En este modelo, lo “sagrado”
significa evitar la contaminación con “el mundo”, negarse a
comunicarse con los “impíos”, excepto por el hecho de
asimilarlos, aumentando el número de santos individuales y
reduciendo el número de pecadores individuales. Agregue una buena
dosis de “gracia irresistible” predestinada y obtendrá el lema
misional: la resistencia es inútil. En su libro más reciente, Brian
McLaren señala la importancia de reconocer la contribución de las
iglesias a las prácticas coloniales en el pasado, y exige un
compromiso con las preocupaciones de los análisis "poscoloniales"
de las crisis sociales y globales.
Por otra parte, he rastreado el
significado del cambio en la comprensión antropológica de las
categorías “nosotros” y “ellos” para la participación
eclesial en la agencia de Jesucristo en las culturas contemporáneas.
Para los fines de este ensayo, el punto es que la resistencia de la
iglesia en el siglo XXI a un enfoque misional que coloniza al otro se
refleja en compromisos teológicos con modelos más dinámicos de
identidad eclesial como integrados totalmente a la vida relacional
del “mundo”.
Esta marca eclesial también está
conectada a la doctrina de la salvación. La afirmación de Agustín
de que salus extra ecclesiam non est (no hay salvación fuera
de la iglesia) a menudo se ha interpretado
como una exclusión estricta de
aquellos que no son declarados miembros de la iglesia oficial de la
clase de personas que pueden ser declaradas "santas"

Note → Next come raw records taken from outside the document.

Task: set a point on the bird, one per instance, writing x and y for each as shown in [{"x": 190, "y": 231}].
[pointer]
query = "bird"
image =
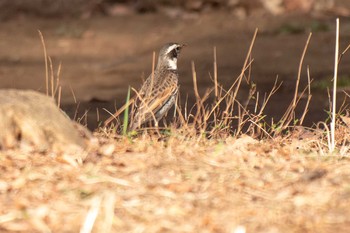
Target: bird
[{"x": 158, "y": 93}]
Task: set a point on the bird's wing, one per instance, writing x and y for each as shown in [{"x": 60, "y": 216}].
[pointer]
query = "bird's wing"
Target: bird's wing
[{"x": 150, "y": 101}]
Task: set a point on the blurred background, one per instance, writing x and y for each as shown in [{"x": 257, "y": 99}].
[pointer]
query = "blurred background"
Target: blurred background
[{"x": 99, "y": 48}]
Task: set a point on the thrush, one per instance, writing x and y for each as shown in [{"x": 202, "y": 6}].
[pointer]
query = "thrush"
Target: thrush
[{"x": 158, "y": 93}]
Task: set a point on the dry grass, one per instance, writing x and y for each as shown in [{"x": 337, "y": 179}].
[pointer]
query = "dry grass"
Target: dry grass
[
  {"x": 219, "y": 167},
  {"x": 178, "y": 185}
]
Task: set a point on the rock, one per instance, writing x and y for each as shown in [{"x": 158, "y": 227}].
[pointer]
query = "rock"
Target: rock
[{"x": 28, "y": 118}]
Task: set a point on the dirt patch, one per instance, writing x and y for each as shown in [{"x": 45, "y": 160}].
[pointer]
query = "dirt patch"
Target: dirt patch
[{"x": 101, "y": 57}]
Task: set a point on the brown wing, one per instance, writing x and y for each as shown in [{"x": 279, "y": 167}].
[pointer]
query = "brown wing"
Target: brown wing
[{"x": 150, "y": 100}]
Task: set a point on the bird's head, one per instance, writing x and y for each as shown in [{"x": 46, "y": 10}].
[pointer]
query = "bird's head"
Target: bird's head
[{"x": 167, "y": 57}]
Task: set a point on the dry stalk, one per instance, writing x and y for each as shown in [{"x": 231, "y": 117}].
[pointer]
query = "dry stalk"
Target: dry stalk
[{"x": 46, "y": 63}]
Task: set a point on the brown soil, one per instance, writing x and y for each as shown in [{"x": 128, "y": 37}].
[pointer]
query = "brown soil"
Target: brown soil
[{"x": 102, "y": 56}]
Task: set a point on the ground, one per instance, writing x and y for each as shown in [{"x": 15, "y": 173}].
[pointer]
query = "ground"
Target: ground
[{"x": 102, "y": 56}]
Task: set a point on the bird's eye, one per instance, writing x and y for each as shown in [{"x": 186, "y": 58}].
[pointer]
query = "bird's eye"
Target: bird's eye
[{"x": 174, "y": 52}]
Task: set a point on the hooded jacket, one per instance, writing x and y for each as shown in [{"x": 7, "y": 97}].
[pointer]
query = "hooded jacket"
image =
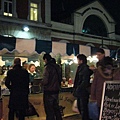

(separadas). A la luz de las últimas interpretaciones de las
ciencias sociales sobre la estructura cultural humana, una distinción
tan dura entre dentro y fuera es empíricamente imposible y
filosóficamente ingenua.
Sin embargo, y más importante aún,
esta antigua fórmula también se ha usado a veces para sustentar un
modelo de salvación donde el foco primario está en los individuos
que son llamados a tomar una decisión cognitiva sobre proposiciones
particulares (relacionadas con Jesús) para asegurar que sus almas
irán al cielo. Muchos cristianos ahora quieren centrarse más en la
forma en que la vida comunitaria encarnada aquí y ahora se
transforma de manera redentora, se reordena en formas saludables que
manifiestan la justicia en el mundo. En cierto sentido, entonces, uno
podría decir que toda salvación está “fuera" de la iglesia.
La atribución de santidad a la Iglesia
también tiene que ver con el Espíritu Santo. Otro famoso lema
eclesial, tomado de Ireneo, dice: porque donde está la Iglesia, está
el Espíritu de Dios; y donde está el Espíritu de Dios, allí está
la Iglesia. Claramente, la santidad de las comunidades que siguen a
Cristo depende de la presencia dinámica del Espíritu divino. Sin
embargo, esta presencia no está contenida por los muros de la
Iglesia o las almas de los santos; el Espíritu flota sobre la faz de
la tierra, anima a todas las criaturas, sopla donde quiere, molesta y
consuela a las personas a través de fronteras nacionales, culturales
e incluso religiosas. Si el Espíritu y la salvación (santificación)
están conectados, ¿por qué pensaríamos que ambas están limitadas
a “la” Iglesia o dependen de entornos eclesiales particulares?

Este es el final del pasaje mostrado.